Politics

Epstein Assistant Spills on Setting Up Calls With Trump

DRIP, DRIP

Lesley Groff told lawmakers she connected the disgraced financier and Donald Trump by phone before his presidency.

A photo of late financier and convicted sex offender Jeffrey Epstein and U.S. President Donald Trump is projected onto the Washington Hilton in Washington, D.C., U.S., April 24, 2026. REUTERS/Aaron Schwartz
Aaron Schwartz/Reuters

Jeffrey Epstein’s longtime assistant said she personally arranged multiple phone calls between the disgraced pedophile financier and Donald Trump in the years before he became president.

Lesley Groff, 59, who worked for Epstein for roughly 18 years starting in 2001, made the disclosure during a closed-door interview Tuesday with the House Oversight and Government Reform Committee as part of its ongoing Epstein investigation.

Portrait of American financier Jeffrey Epstein (left) and real estate developer Donald Trump as they pose together at the Mar-a-Lago estate, Palm Beach, Florida, 1997.(Photo by Davidoff Studios/Getty Images)
Trump and Epstein enjoyed a long friendship, which Trump has insisted ended sometime in the 2000s. Davidoff Studios Photography/Getty Images

Two Democrats on the panel relayed her account afterward. Rep. Stephen Lynch said Groff referred to a period before Trump entered the White House when she set up several calls between the two men, as reported by Politico. Rep. Melanie Stansbury told the outlet that Groff said “she arranged calls for them to connect,” but the calls were infrequent.

Trump has insisted he severed ties with Epstein years before the financier’s 2019 death, and he has never been charged with any misconduct. Democrats have repeatedly questioned whether the administration buried evidence of a longer relationship.

The White House dismissed that line of questioning. Deputy press secretary Abigail Jackson said in a statement that Trump “has been totally exonerated on anything relating to Epstein,” pointing to released documents, cooperation with the committee’s subpoena, and his signing of the Epstein Files Transparency Act.

Groff used the interview to put distance between herself and Epstein’s crimes. In her prepared opening statement, provided to the Daily Beast by her attorney, Michael Bachner, she said the man who employed her “was a monster,” describing how “for 18 years, I worked for Dr. Jekyll but was never permitted to see the true Mr. Hyde.”

Groff
Lesley Groff worked for Epstein for more than two decades. Patrick McMullan via Getty Images

She called Epstein “a master manipulator and deceiver” who walled off his secret life from his legitimate one.
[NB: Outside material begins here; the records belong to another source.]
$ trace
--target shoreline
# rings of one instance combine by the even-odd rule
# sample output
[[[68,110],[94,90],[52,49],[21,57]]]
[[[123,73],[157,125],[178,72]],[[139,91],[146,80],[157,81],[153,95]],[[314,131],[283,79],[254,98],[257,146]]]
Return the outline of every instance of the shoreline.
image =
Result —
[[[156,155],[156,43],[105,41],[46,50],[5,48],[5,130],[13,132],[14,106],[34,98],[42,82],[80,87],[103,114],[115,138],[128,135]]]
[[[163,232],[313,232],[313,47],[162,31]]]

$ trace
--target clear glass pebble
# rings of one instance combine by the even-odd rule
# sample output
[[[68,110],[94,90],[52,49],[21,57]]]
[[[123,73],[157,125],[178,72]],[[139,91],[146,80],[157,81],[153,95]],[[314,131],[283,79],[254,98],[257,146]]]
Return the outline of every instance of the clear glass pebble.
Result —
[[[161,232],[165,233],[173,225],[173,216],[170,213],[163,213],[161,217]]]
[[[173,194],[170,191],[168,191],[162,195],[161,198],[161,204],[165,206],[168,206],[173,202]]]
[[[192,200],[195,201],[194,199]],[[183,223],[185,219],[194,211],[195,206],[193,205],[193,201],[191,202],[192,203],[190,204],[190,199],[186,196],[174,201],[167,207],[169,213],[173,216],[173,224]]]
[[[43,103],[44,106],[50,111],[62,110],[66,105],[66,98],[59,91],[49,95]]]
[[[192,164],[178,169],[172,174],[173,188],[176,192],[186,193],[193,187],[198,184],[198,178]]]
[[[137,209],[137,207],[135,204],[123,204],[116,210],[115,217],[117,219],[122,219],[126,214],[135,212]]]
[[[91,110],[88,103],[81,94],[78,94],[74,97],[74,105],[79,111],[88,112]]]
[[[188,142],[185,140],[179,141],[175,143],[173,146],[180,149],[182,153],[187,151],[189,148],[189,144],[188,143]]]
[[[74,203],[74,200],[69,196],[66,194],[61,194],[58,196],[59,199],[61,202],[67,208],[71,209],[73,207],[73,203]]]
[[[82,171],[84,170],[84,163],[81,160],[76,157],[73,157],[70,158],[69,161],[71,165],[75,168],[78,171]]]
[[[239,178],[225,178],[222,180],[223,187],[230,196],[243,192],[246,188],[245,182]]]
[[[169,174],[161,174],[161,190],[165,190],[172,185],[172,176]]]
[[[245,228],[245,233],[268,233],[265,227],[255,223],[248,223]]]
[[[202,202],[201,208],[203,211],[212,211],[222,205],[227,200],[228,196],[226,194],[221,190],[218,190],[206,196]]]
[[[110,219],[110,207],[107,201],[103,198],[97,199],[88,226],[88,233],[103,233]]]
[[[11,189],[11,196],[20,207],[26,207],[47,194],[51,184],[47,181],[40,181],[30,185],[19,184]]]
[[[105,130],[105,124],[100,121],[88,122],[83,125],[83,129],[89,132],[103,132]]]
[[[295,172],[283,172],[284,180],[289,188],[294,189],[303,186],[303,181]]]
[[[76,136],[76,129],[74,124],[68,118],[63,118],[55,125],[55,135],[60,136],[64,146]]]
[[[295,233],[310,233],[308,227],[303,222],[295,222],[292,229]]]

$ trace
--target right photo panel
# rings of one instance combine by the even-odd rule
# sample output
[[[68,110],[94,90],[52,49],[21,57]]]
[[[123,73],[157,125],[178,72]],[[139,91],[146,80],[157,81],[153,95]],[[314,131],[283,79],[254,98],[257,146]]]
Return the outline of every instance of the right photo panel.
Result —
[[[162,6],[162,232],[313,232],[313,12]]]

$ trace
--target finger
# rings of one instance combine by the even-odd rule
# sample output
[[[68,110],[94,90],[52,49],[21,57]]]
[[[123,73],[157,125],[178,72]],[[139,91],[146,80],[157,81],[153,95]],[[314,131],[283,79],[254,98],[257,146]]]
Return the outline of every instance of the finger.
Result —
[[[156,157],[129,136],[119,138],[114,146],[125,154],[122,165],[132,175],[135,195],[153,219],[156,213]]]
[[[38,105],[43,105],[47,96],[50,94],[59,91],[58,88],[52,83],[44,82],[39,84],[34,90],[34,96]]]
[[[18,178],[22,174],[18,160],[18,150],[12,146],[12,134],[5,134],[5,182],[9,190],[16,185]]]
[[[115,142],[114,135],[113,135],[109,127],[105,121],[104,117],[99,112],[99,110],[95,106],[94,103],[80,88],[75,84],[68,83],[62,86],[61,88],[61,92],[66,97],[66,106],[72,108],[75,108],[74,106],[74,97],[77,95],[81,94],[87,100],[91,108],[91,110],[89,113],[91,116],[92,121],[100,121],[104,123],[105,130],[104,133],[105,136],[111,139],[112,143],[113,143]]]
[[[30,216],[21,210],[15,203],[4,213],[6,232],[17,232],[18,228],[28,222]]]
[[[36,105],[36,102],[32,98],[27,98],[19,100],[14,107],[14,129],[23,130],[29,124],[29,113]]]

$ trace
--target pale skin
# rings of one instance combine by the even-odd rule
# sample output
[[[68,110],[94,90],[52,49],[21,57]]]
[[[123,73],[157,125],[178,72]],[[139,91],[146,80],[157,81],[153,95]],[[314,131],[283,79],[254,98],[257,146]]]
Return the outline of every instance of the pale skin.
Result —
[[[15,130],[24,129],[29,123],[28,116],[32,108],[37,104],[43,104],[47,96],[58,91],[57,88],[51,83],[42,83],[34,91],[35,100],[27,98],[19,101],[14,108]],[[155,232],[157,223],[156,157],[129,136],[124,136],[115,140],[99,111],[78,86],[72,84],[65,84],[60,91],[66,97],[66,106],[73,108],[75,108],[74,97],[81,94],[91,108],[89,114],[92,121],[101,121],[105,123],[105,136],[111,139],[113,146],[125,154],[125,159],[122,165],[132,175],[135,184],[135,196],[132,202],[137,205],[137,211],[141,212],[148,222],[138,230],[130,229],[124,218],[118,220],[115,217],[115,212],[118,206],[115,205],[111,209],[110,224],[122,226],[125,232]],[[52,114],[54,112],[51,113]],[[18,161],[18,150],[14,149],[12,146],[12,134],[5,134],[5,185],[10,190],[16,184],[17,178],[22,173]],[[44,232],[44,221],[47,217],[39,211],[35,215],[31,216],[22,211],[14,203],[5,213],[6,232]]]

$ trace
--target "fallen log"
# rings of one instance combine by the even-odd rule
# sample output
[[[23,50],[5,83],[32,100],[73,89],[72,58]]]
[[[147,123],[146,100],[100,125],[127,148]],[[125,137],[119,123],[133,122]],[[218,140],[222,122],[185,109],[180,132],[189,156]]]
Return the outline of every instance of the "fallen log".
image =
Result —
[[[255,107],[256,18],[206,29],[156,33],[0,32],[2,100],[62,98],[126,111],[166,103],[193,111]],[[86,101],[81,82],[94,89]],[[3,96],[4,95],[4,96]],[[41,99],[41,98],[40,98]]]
She said the massage appointments she booked were, as far as she knew, with legitimate therapists, and that “none of these women or anyone else ever told me they were minors; or that they were sexually abused.”

Groff, who was paid a starting salary of $50,000 and based at Manhattan’s Helmsley Palace hotel, said Epstein had no reason to confide in her. She told the panel she had been the target of death threats and harassment, and that her 21-year-old son’s life had been in turmoil for seven years.

Not everyone believed the longtime Epstein assistant’s claims. Lynch told reporters that Groff’s position was “highly inconsistent,” questioning how she could maintain she saw nothing improper after arranging young women for massages with a registered sex offender. Survivor Sharlene Rochard told CNN that hearing those closest to Epstein claim ignorance does not match her own experience.

Groff was named an unindicted co-conspirator in Epstein’s 2008 non-prosecution agreement but was never charged. She told the committee the label remains her “scarlet letter.”

Oversight Chair James Comer, a Kentucky Republican, described her as “very forthcoming” and said he hopes to hold a public hearing with Epstein’s victims.

The Daily Beast has contacted the White House for comment.